Even Einstein himself was very relucatant to accept quantum theory and got left behind by allot of sub atomis physics (even if he was getting old). Reputation isn't everything
People said the same thing about lasers when they were invented in the 1960s: "A solution without a problem".
But look at us now - where would we be without them?
I'm a newb when it comes to physics. I like to read about it, but I don't quite get how measuring something creates such a change.

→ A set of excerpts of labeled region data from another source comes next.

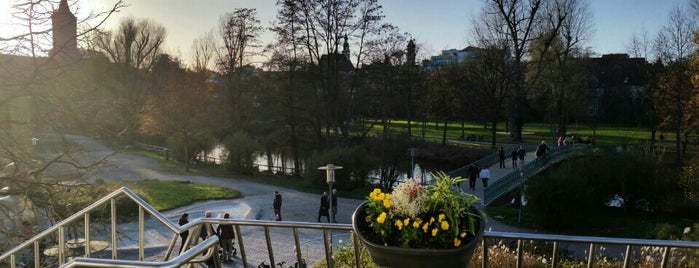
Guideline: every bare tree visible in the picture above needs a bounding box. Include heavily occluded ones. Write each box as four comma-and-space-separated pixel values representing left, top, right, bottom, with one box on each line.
0, 0, 123, 253
95, 17, 166, 70
192, 31, 216, 72
474, 0, 568, 141
653, 7, 697, 161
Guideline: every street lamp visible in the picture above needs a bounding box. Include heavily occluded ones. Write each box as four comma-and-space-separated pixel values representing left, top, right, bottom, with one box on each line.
318, 164, 342, 266
408, 148, 417, 179
318, 164, 342, 223
518, 164, 524, 225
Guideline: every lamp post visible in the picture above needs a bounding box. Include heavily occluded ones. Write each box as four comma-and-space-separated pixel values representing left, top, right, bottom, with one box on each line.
518, 165, 524, 225
408, 148, 417, 179
318, 164, 342, 266
318, 164, 342, 218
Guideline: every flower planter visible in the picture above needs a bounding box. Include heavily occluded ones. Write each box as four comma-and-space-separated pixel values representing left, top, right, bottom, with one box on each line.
352, 203, 485, 267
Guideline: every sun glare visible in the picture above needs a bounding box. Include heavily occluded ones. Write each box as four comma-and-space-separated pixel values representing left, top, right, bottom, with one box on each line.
0, 0, 12, 25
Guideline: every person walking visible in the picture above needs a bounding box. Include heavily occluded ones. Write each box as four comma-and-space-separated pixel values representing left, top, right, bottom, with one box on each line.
199, 211, 216, 241
199, 211, 218, 268
272, 191, 282, 221
510, 147, 519, 168
478, 166, 490, 188
330, 189, 337, 223
216, 213, 235, 262
517, 144, 527, 167
536, 141, 550, 162
177, 212, 189, 254
318, 192, 330, 222
468, 166, 478, 191
498, 146, 505, 168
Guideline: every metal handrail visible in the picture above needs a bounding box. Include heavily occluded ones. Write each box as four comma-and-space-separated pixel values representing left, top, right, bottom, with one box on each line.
0, 187, 699, 268
483, 144, 597, 205
0, 187, 217, 268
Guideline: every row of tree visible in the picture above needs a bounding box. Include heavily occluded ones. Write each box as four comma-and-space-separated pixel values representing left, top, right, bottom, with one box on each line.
0, 0, 699, 239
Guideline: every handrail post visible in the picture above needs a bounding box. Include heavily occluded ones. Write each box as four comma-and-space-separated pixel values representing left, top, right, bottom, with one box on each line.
109, 197, 119, 260
138, 206, 146, 261
83, 213, 90, 258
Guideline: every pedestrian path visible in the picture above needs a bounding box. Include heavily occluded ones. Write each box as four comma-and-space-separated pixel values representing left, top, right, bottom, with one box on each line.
64, 136, 552, 267
461, 150, 536, 204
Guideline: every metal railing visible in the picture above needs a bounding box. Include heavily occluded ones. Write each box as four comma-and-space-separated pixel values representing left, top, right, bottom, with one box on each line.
0, 187, 699, 268
483, 144, 599, 205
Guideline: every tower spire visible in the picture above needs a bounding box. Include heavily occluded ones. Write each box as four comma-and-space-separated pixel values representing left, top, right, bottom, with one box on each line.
51, 0, 80, 59
342, 35, 349, 60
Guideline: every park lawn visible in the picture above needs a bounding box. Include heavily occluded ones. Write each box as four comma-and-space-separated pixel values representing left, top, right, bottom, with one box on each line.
373, 120, 652, 145
107, 180, 242, 211
486, 203, 694, 239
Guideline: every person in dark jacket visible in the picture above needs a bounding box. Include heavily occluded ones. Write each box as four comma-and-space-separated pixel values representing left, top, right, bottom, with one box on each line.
468, 166, 478, 191
498, 146, 505, 168
318, 192, 330, 222
517, 145, 527, 166
330, 189, 337, 223
216, 213, 235, 261
272, 191, 282, 221
510, 147, 519, 168
177, 213, 189, 254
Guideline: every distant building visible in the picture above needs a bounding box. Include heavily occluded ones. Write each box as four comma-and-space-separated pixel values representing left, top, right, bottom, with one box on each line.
588, 54, 648, 123
0, 0, 81, 151
49, 0, 81, 61
422, 46, 478, 71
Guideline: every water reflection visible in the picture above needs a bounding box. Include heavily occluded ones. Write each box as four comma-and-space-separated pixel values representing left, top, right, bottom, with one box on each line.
197, 144, 434, 185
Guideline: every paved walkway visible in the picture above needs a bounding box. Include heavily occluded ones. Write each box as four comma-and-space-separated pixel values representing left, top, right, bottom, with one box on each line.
63, 137, 544, 267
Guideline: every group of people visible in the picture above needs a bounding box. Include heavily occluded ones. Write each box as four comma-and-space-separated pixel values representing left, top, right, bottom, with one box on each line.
172, 189, 337, 267
468, 166, 490, 190
498, 145, 527, 168
272, 189, 337, 223
318, 189, 337, 223
177, 211, 237, 267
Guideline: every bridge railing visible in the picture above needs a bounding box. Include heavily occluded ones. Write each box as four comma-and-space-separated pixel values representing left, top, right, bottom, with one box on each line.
0, 188, 699, 268
483, 144, 596, 205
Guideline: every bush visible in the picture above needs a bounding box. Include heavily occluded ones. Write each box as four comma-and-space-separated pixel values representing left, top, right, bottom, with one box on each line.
525, 153, 682, 228
306, 146, 376, 189
525, 162, 597, 229
223, 131, 260, 174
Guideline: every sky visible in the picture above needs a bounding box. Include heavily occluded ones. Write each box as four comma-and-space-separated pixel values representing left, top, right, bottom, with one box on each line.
0, 0, 689, 62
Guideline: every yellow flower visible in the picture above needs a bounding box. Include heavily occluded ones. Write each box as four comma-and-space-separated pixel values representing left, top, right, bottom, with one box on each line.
442, 221, 449, 230
369, 188, 381, 199
376, 212, 386, 223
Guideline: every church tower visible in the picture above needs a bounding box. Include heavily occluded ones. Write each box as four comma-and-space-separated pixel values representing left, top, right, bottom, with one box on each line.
50, 0, 80, 60
406, 39, 415, 66
342, 35, 349, 60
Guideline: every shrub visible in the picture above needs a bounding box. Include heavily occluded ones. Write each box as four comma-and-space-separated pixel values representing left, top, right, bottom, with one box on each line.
307, 146, 376, 189
223, 131, 260, 174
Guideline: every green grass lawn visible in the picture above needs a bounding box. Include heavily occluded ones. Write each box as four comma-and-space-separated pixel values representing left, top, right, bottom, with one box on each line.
382, 120, 660, 145
106, 180, 242, 211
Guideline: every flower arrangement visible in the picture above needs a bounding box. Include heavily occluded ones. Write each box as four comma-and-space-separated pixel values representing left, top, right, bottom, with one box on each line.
364, 172, 481, 249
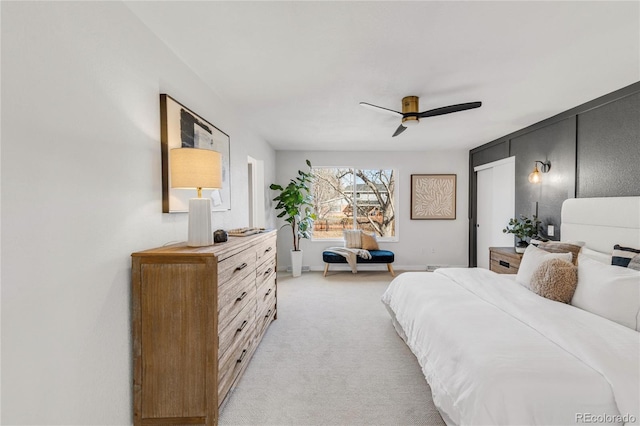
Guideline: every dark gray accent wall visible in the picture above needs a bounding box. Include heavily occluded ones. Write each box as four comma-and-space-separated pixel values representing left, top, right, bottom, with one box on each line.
469, 82, 640, 266
577, 93, 640, 198
505, 117, 576, 240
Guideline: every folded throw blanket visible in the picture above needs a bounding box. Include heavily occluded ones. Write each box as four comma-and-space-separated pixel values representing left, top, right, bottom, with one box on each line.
324, 247, 371, 274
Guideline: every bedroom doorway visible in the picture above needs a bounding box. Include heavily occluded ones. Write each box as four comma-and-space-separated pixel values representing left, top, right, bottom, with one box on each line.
474, 157, 516, 269
247, 156, 265, 228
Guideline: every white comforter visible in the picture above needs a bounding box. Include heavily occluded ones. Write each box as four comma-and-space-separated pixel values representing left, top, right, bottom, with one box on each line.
382, 269, 640, 425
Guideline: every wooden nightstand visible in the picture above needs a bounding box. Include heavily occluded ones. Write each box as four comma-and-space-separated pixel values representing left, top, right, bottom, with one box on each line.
489, 247, 522, 274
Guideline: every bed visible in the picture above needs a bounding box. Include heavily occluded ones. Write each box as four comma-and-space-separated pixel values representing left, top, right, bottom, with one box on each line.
382, 197, 640, 425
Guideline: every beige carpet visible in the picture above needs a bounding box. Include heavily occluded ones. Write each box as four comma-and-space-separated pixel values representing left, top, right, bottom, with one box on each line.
219, 272, 444, 425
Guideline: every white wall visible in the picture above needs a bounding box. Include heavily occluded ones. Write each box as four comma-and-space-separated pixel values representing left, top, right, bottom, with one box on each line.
276, 150, 469, 270
1, 2, 275, 425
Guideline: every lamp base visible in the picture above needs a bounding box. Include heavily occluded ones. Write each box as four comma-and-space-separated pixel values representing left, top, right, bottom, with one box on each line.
187, 198, 213, 247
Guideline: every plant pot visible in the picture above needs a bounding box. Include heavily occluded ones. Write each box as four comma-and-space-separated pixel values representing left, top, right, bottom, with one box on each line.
515, 241, 529, 253
291, 250, 302, 277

Is it our processes for trying to detect and measure states that create a change or do we not know why?
No sig for you!!
It turns out, the cat is always either alive or dead, the mirror either broken or unbroken. Macro scale objects do not enter into a superposition of states in the real world. The assumed reason for this is that the larger the object, the more fragile (speaking very loosely here) a superposition of states is. By the time you get to a macro scale object at normal temperatures, you will never get a superposition--just moving an electron somewhere in another galaxy would be enough to collapse it.

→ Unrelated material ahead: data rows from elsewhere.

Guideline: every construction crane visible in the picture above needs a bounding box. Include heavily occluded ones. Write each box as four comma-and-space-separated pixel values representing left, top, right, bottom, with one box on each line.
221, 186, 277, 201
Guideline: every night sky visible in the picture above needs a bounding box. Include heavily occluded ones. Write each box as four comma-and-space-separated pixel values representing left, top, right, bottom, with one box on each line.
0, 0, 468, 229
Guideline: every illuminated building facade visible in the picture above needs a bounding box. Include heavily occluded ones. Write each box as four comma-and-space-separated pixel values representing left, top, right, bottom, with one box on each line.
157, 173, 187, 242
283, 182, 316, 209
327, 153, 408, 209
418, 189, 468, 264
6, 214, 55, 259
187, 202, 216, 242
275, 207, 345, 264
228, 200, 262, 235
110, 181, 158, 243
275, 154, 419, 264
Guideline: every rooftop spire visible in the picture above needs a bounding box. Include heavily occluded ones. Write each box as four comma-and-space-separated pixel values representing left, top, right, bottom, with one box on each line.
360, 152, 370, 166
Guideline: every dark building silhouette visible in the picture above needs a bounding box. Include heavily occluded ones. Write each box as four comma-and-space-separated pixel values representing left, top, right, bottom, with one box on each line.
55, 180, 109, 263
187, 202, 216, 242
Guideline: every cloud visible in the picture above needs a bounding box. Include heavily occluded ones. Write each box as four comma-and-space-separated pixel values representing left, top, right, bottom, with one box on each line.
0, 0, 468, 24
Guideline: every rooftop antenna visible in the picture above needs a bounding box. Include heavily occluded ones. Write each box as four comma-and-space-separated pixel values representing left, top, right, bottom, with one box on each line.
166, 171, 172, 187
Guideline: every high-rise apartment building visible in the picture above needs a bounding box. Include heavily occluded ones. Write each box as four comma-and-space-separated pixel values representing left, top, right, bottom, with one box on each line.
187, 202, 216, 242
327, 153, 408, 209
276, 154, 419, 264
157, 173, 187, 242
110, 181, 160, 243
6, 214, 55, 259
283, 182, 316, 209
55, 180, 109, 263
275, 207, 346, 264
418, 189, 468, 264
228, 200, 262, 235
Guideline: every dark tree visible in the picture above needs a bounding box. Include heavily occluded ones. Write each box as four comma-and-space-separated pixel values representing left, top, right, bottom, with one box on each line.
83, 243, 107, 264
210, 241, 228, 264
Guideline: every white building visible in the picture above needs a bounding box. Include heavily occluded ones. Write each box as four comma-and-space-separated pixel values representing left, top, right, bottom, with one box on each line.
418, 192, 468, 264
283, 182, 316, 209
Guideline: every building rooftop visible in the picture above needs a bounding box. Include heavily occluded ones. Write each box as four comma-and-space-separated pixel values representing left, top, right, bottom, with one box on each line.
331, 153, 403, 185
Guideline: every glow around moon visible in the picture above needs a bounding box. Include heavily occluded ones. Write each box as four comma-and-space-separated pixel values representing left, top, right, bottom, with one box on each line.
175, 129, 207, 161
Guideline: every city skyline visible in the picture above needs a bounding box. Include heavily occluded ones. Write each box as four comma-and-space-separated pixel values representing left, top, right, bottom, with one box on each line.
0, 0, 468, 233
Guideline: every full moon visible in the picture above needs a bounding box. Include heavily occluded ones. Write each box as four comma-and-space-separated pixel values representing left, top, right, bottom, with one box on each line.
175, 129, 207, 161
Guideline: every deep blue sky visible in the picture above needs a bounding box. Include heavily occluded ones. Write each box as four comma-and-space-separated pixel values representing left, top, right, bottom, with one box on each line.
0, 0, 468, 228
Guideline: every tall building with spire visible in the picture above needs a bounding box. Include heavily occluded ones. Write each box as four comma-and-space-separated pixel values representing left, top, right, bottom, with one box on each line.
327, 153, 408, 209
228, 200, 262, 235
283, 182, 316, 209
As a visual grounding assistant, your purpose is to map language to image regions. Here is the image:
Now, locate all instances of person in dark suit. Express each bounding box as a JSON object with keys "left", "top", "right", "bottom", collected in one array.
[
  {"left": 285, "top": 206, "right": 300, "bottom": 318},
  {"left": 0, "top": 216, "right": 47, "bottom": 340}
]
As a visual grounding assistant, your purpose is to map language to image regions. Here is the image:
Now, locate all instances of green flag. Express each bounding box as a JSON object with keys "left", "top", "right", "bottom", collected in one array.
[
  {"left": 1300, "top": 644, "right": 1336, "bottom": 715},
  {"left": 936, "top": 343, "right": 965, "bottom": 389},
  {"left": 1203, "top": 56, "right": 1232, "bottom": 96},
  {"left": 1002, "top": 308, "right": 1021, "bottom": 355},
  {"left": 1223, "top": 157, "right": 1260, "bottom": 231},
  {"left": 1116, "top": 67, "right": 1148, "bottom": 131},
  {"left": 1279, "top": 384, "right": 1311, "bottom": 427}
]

On the other hand, the idea of macroscale objects in superposition is not nearly so fragile. It seems to be entrenched (paradoxically) because it's so counter intuitive.
--MarkusQ
P.S. As for the rest of your explanation, it's right in spirit but wrong in fact. Operating at the same level of analysis, you could just keep making smaller and smaller thermometers, or playing clever tricks with them to measure the temperature of the water indirectly, or without affecting it as much, so the argument as you present it begs the question.
The whole point of QM is that there is a bottom to all this, a point where you can't build a smaller thermometer, and no combination of clever tricks will help you. Your argument only seems to explain this because you silently assume it from the very beginning.
Now on to your spectral detector. It would seem that C means your receiver can't possible affect the output of the star millions of years in the past ... except that some particle theories require a symmetry along the time axis - either a 1-to-1 correspondence (1 particle going back for every particle going forward) or the same particle reversing direction at one end of the time scale. The beauty of these models is that they actually explain how particles can interact, something we take for granted ("well, sure, particles can interact"), but we don't really understand the mechanics of it.
Here's an example. Your body is composed of particles that are affected by every other particle in the cone of light (the distance light has travelled since the big bang) around you. How is that possible? Just the amount of information that represents is greater than the total of all the particles in the universe. And its constantly being updated.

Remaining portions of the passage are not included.